“I’m not happy to see my friends work here while they’re at school,” says Adama, 12, looking around the quarry in the Gomb community in Kenema, southeastern Sierra Leone. Adama works with his parents and faces a painstaking job of splitting large rocks into gravel every day and then selling them to construction contractors, as stated on the UNICEF website.
Adama is one of nearly 138 million children worldwide who are engaged in child labour, and more than a third of children involved in dangerous jobs that could put their health, safety or development at risk.
In most cases, child labour occurs when families face economic challenges and uncertainties, such as poverty, sudden illness in caregivers, or unemployment in primary wage workers. Whatever the reason children are exposed to child labour, the outcome is phenomenal. It can lead to sexual or economic exploitation, extreme physical and mental harm, and even death. In almost all cases, children cut off schooling and health care, limiting their fundamental rights.

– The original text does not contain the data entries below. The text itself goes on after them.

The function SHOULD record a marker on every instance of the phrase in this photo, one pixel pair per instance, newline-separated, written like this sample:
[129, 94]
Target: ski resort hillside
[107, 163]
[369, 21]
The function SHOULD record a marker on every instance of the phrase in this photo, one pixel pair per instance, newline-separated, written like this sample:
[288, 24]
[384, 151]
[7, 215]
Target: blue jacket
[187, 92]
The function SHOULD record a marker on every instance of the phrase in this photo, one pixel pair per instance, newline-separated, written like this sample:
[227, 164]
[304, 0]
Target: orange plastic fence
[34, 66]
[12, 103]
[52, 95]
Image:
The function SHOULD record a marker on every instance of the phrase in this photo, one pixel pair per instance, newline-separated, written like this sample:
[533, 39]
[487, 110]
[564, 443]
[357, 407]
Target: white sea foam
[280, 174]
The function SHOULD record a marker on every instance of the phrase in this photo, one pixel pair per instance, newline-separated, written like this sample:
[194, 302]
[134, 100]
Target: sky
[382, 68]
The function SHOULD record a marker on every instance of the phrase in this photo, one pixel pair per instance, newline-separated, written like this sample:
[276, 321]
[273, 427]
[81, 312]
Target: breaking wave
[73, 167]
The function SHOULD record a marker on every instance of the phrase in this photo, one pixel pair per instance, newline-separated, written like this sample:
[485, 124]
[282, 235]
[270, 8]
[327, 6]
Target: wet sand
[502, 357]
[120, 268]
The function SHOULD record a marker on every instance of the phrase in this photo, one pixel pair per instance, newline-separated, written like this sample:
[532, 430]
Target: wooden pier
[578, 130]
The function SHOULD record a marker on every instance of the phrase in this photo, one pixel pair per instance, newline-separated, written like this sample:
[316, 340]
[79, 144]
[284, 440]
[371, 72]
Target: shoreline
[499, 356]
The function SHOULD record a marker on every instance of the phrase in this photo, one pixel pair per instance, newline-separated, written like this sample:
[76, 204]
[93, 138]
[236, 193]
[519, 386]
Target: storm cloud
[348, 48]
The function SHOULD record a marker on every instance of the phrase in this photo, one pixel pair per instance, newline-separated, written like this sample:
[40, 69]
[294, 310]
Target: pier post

Adama has been working in the quarry for five years and hopes to save enough money to return to school. She hopes to become a teacher one day. But for now, her busy days even begin when she heads to the quarry.
“In the morning, I clean, wash the dishes, clean the room, then chase my dad and mom for a living,” she says.
Over the past five years, child labour prevalence has declined in sub-Saharan Africa, but the total number has stagnated against the backdrop of population growth, ongoing and emerging conflicts and the expansion of the social protection system.
One in five children in Sierra Leone engage in child labor. Child labour compromises children’s education, limits future opportunities, and perpetuates an intergenerational cycle of deprivation.